Its potential is huge though with the local coffee industry looking to increase production from around 7 million bags/annum to 20 million bags in 2030. If that can be achieved, Uganda will cement its place as one of the biggest exporters in Africa. This comes down to the development of sound policies by the government and the coffee development authority and interest from investors to invest in a well-supported industry. Giants like Nestle are getting involved and with sound farming support and policies that protect smallholder farmers from exploitation, these farmers are seeing the potential.
Uganda has two distinct coffee farming regions. The Rwenzori region to the West supplies a very good sun-dried green bean known as Drugar. This stands for dried Uganda arabica, and sun-drying of the coffee cherries is the norm in this region. The Mount Elgon region to the East supplies a coffee called Bugisu, which is named after the region and the local people.

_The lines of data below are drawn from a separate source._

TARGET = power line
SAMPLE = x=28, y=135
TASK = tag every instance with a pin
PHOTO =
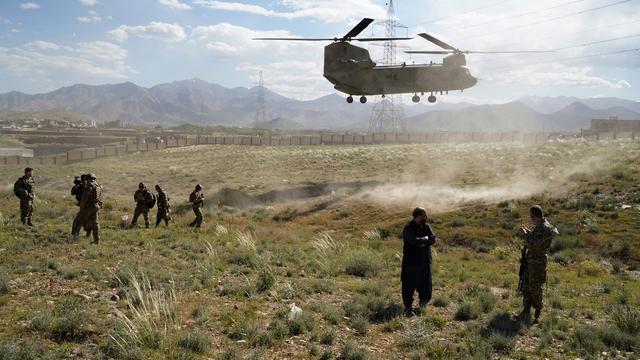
x=510, y=17
x=549, y=20
x=568, y=35
x=597, y=42
x=565, y=59
x=463, y=13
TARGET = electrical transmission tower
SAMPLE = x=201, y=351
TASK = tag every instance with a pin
x=388, y=113
x=261, y=108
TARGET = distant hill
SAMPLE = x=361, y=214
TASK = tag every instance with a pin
x=548, y=105
x=202, y=103
x=514, y=116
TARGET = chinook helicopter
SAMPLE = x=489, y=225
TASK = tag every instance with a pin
x=352, y=71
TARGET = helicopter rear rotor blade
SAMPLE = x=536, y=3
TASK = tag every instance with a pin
x=436, y=41
x=297, y=39
x=381, y=39
x=363, y=24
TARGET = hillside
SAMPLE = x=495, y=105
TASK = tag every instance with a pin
x=198, y=102
x=323, y=232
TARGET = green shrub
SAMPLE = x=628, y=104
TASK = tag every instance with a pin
x=21, y=351
x=350, y=351
x=4, y=286
x=194, y=341
x=333, y=314
x=501, y=343
x=301, y=324
x=360, y=324
x=328, y=337
x=487, y=301
x=616, y=338
x=363, y=263
x=440, y=301
x=266, y=280
x=468, y=310
x=585, y=340
x=627, y=319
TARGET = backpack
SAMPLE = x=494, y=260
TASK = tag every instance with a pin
x=151, y=200
x=17, y=189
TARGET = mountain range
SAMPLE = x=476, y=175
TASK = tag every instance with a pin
x=199, y=102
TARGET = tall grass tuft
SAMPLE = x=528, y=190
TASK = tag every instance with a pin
x=150, y=318
x=326, y=245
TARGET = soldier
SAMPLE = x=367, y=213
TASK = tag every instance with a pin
x=79, y=184
x=537, y=243
x=90, y=204
x=24, y=190
x=143, y=198
x=163, y=207
x=197, y=202
x=416, y=261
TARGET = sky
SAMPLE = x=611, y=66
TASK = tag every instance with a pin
x=47, y=44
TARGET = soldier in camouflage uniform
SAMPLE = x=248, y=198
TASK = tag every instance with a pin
x=90, y=204
x=197, y=202
x=537, y=243
x=142, y=196
x=24, y=190
x=163, y=207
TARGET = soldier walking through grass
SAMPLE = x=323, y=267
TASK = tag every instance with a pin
x=163, y=207
x=145, y=200
x=416, y=261
x=537, y=243
x=197, y=202
x=24, y=190
x=90, y=204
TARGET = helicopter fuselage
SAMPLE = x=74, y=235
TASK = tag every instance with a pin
x=352, y=72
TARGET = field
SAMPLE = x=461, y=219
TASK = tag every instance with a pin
x=319, y=227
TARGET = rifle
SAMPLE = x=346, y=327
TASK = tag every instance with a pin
x=523, y=269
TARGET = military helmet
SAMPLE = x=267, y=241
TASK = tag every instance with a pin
x=419, y=211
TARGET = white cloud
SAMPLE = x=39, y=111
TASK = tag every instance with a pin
x=83, y=62
x=92, y=17
x=40, y=45
x=154, y=30
x=29, y=6
x=232, y=41
x=175, y=4
x=560, y=75
x=325, y=10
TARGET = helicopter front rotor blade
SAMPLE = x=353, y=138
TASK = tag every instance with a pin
x=296, y=39
x=436, y=41
x=363, y=24
x=435, y=52
x=380, y=39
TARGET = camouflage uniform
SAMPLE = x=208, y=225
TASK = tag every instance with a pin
x=197, y=202
x=141, y=197
x=24, y=189
x=87, y=216
x=537, y=243
x=163, y=208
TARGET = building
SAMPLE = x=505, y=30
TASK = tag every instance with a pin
x=614, y=125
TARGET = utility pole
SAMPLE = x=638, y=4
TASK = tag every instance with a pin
x=388, y=112
x=261, y=108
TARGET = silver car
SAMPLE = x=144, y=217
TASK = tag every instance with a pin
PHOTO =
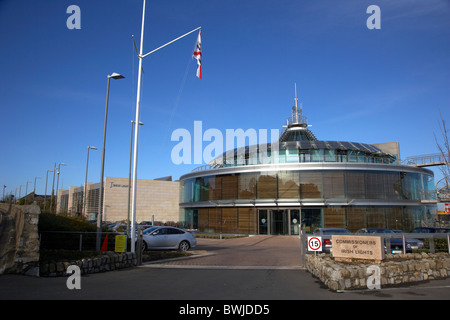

Here, investments in processing plants have allowed wet processing, where the coffee cherries are placed in water to have the outer layer of the fruit scrubbed off and removed.
There is a lot of debate about how the processing of the coffee cherry to remove the outer layer to leave the seed, or coffee bean, affects the flavour of the resulting coffee. Exposing the cherry to sun does increase the temperature of the bean, but whether it is enough to really alter the chemistry of the compounds in the bean is not really known.
More important are the growing conditions like the soils and the temperature changes that the beans are exposed to as they develop. So the Bugisu and Drugar coffee flavours differ because of this. In the Mount Elgon region, on higher slopes, the beans develop more slowly and are harder. This certainly impacts how the roasting process affects the taste profile and how easy and fast the caramelisation of sugars in the bean occurs.
That gives each region its own character, and so roasters such as The Famous Brands Coffee Company in South Africa, use the differences to blend new and exciting coffee blends. Taking the character of each bean into account, their roast master can delicately balance the flavours to perfect blends for body and acidity.
Look out for coffee that comes from Uganda because if the large coffee buyers in Italy and elsewhere are investing in Ugandan coffee, you can be sure that there is something special in the coffee. We can only hope that the 20 million bag target is met in a few years’ time because that will not only significantly transform the economy of Uganda, but also the flavour we get in each cup of that marvellous drink we call …coffee!